# FIAT 500 vs Smart car in looks dept



## wolfen1086 (Oct 4, 2007)

Well I guess Fiat tried to make a car uglier than the Smart-car, but they failed The smart car is STILL the ugliest.



Thoughts one the rolling egg and Ping Pong ball?


----------



## Wrench97 (May 10, 2008)

I see more Fiats then Smart cars lately, must be selling them cheap...............


----------



## wolfen1086 (Oct 4, 2007)

Either that or people are Smarter than we originally thought


----------



## Midnight Tech (Dec 31, 2001)

wolfen1086 said:


> Either that or people are Smarter than we originally thought


:werd:


----------



## Amd_Man (Jan 27, 2009)

I wouldn't drive either of those door wedges.


----------



## wolfen1086 (Oct 4, 2007)

Midnight Tech said:


> :werd:


:grin:



Amd_Man said:


> I wouldn't drive either of those door wedges.


I'm with ya there every time I see a 500 I want to eat breakfast cause that car reminds me of an egg, as for a Smart car, anything that darn small that only gets 35mpg to me ain't too smart.


----------



## Scottg1 (Jul 30, 2011)

I am the odd man out, i would drive the fiat. I grew up on Alfa Romeos, fiat is as close for the money as it gets. 
Although for the $18,000 I would just buy a 10 year old BMW and a first generation porsche boxster


----------



## Amd_Man (Jan 27, 2009)

wolfen1086 said:


> :grin:
> 
> 
> 
> I'm with ya there every time I see a 500 I want to eat breakfast cause that car reminds me of an egg, as for a Smart car, anything that darn small that only gets 35mpg to me ain't too smart.
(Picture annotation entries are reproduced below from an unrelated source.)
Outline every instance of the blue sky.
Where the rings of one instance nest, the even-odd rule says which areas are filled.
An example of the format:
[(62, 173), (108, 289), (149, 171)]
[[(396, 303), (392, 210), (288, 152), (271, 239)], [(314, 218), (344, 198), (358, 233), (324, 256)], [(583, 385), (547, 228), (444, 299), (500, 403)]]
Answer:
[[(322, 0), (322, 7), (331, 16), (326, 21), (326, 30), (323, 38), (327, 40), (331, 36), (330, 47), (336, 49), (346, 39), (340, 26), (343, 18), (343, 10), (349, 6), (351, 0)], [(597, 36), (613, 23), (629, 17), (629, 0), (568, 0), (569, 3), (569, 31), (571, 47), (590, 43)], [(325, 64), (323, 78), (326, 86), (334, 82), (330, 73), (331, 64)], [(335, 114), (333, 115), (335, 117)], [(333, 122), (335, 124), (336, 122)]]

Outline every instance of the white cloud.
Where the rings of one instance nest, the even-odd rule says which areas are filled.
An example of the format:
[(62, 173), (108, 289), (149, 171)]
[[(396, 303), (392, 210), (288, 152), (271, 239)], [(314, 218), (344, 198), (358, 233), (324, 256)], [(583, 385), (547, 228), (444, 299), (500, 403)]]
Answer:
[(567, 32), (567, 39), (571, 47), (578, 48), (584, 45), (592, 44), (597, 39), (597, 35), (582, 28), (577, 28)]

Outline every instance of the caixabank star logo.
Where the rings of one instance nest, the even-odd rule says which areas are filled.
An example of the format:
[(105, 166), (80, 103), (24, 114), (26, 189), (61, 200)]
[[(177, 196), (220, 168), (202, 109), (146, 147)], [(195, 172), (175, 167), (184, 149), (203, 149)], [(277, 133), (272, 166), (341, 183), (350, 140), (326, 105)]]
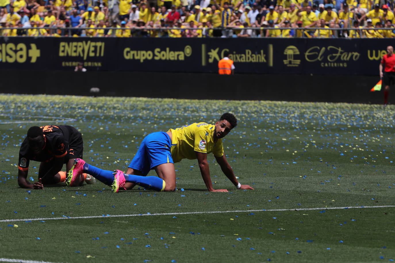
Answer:
[(284, 54), (286, 59), (283, 61), (287, 67), (297, 67), (300, 64), (300, 60), (295, 59), (295, 55), (299, 55), (300, 52), (295, 46), (288, 46), (284, 50)]
[(229, 58), (235, 63), (264, 63), (269, 67), (273, 66), (273, 45), (269, 44), (267, 49), (238, 49), (233, 50), (230, 48), (207, 48), (207, 44), (201, 45), (201, 65), (207, 66), (209, 64), (217, 63), (224, 57), (225, 52), (229, 52)]

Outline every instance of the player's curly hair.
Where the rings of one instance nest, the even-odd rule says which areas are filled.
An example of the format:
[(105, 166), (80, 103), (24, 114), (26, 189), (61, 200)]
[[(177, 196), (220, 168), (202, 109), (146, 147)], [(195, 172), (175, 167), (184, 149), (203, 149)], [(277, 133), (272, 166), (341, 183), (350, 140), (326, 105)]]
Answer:
[(27, 131), (27, 136), (29, 138), (35, 138), (43, 135), (43, 130), (38, 126), (33, 126), (29, 128)]
[(232, 129), (237, 126), (237, 119), (231, 113), (225, 112), (223, 114), (221, 118), (220, 118), (220, 120), (222, 121), (224, 119), (229, 122), (230, 125), (232, 126)]

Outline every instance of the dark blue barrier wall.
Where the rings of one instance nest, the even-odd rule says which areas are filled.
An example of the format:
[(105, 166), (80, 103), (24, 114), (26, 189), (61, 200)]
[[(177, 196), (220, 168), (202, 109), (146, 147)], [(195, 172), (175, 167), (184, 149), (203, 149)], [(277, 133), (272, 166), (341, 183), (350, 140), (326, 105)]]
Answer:
[(378, 75), (391, 39), (0, 38), (0, 69), (216, 72), (224, 51), (238, 73)]
[[(369, 90), (378, 77), (351, 75), (236, 74), (127, 71), (0, 70), (0, 93), (380, 104)], [(395, 93), (389, 101), (395, 101)]]

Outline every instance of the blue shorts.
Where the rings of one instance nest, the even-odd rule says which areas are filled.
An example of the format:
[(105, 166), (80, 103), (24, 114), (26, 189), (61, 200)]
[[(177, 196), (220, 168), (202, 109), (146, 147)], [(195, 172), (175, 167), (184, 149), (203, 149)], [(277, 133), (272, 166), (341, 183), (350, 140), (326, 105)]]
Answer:
[(166, 132), (150, 133), (141, 142), (137, 153), (128, 167), (140, 171), (145, 176), (150, 170), (159, 164), (174, 163), (170, 152), (171, 147), (171, 140)]

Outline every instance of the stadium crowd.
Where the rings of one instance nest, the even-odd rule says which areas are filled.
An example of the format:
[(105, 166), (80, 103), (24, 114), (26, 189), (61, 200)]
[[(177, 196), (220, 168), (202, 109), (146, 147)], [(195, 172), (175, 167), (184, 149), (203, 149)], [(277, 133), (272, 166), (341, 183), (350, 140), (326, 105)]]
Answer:
[[(393, 28), (395, 17), (390, 3), (383, 4), (379, 0), (0, 0), (0, 27), (12, 28), (0, 28), (0, 35), (351, 38), (395, 36), (394, 29), (381, 29)], [(111, 27), (117, 29), (114, 32), (106, 29)], [(353, 29), (341, 29), (346, 28)]]

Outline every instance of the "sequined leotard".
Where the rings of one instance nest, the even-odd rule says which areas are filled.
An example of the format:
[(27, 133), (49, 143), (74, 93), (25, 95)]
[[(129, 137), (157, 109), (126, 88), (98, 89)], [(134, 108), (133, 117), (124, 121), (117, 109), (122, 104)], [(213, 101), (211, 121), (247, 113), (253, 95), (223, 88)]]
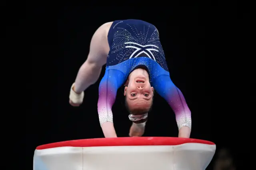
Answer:
[(169, 103), (179, 129), (191, 128), (191, 112), (180, 91), (170, 77), (157, 30), (153, 25), (136, 20), (114, 22), (108, 35), (110, 50), (105, 75), (99, 87), (98, 110), (101, 125), (113, 123), (112, 108), (118, 89), (130, 73), (146, 66), (151, 85)]

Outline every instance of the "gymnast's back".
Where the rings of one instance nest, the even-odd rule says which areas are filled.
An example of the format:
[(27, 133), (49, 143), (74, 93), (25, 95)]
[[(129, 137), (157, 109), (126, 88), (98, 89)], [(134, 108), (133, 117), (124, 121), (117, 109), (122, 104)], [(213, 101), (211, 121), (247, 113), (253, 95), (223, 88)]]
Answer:
[(110, 51), (107, 67), (143, 57), (168, 71), (158, 32), (153, 25), (138, 20), (115, 21), (108, 31), (108, 41)]

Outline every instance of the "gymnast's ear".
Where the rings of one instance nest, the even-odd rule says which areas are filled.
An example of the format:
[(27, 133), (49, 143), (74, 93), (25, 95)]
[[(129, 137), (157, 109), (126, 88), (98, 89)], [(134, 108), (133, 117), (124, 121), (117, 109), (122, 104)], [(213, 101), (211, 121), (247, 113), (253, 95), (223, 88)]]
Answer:
[(126, 95), (126, 91), (127, 90), (127, 87), (126, 86), (124, 87), (124, 95), (125, 96)]

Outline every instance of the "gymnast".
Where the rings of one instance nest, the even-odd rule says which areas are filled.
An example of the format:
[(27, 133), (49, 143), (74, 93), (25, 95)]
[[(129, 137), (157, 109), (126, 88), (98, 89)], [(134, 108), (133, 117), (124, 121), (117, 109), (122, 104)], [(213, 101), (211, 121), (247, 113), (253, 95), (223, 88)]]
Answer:
[(117, 90), (122, 85), (128, 117), (133, 122), (130, 136), (143, 134), (155, 90), (175, 114), (178, 137), (190, 137), (191, 112), (182, 93), (170, 79), (159, 33), (154, 25), (126, 20), (100, 26), (92, 38), (87, 59), (71, 86), (70, 105), (82, 103), (84, 91), (97, 81), (105, 64), (105, 74), (99, 87), (98, 111), (105, 137), (117, 137), (112, 108)]

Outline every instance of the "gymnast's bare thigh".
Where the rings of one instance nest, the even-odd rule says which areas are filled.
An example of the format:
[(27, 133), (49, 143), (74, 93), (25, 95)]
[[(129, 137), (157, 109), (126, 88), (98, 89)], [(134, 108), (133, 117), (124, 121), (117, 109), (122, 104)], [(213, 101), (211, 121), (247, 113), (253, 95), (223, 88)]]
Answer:
[(110, 48), (108, 34), (113, 22), (104, 24), (100, 26), (92, 36), (90, 52), (86, 61), (101, 67), (107, 61)]

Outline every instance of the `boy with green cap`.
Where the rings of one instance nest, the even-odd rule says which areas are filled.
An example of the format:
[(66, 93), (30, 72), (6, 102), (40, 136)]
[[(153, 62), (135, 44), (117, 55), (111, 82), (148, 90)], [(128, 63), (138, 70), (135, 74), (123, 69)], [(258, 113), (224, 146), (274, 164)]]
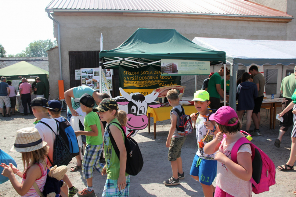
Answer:
[[(128, 197), (130, 175), (125, 172), (126, 149), (125, 146), (124, 131), (121, 128), (119, 122), (115, 117), (118, 111), (118, 105), (113, 99), (104, 99), (99, 106), (92, 109), (92, 111), (99, 111), (101, 120), (106, 121), (107, 124), (104, 134), (106, 164), (102, 172), (102, 175), (107, 174), (107, 177), (102, 196)], [(120, 160), (110, 141), (110, 134), (119, 150)]]
[(193, 159), (190, 175), (199, 181), (203, 188), (205, 197), (212, 197), (215, 187), (212, 183), (216, 177), (217, 161), (215, 160), (215, 153), (207, 155), (204, 151), (204, 147), (211, 141), (218, 132), (215, 121), (210, 121), (209, 117), (213, 113), (209, 110), (211, 103), (210, 95), (205, 90), (200, 90), (194, 93), (194, 106), (197, 111), (190, 115), (196, 130), (196, 139), (199, 149)]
That's cause the smart car is to the floor all the time just to keep up with traffic. :grin:


----------



## Scottg1 (Jul 30, 2011)

Small motors get good gas mileage, assuming it has enough power to do the job in the first place


----------



## bruiser (Jul 30, 2005)

The Smart always looks like it will turn over when going around a corner, or blow over in a strong wind.


----------



## tracywilliam46 (Sep 27, 2011)

I Didnt see personaly a smart cars
only in pics.
If someone will ask mewhat i will choose between of the two..

Maybe i choose fiat
________________________________


----------



## wolfen1086 (Oct 4, 2007)

Amd_Man said:


> That's cause the smart car is to the floor all the time just to keep up with traffic. :grin:


Gee....that don't sound too smart to me


----------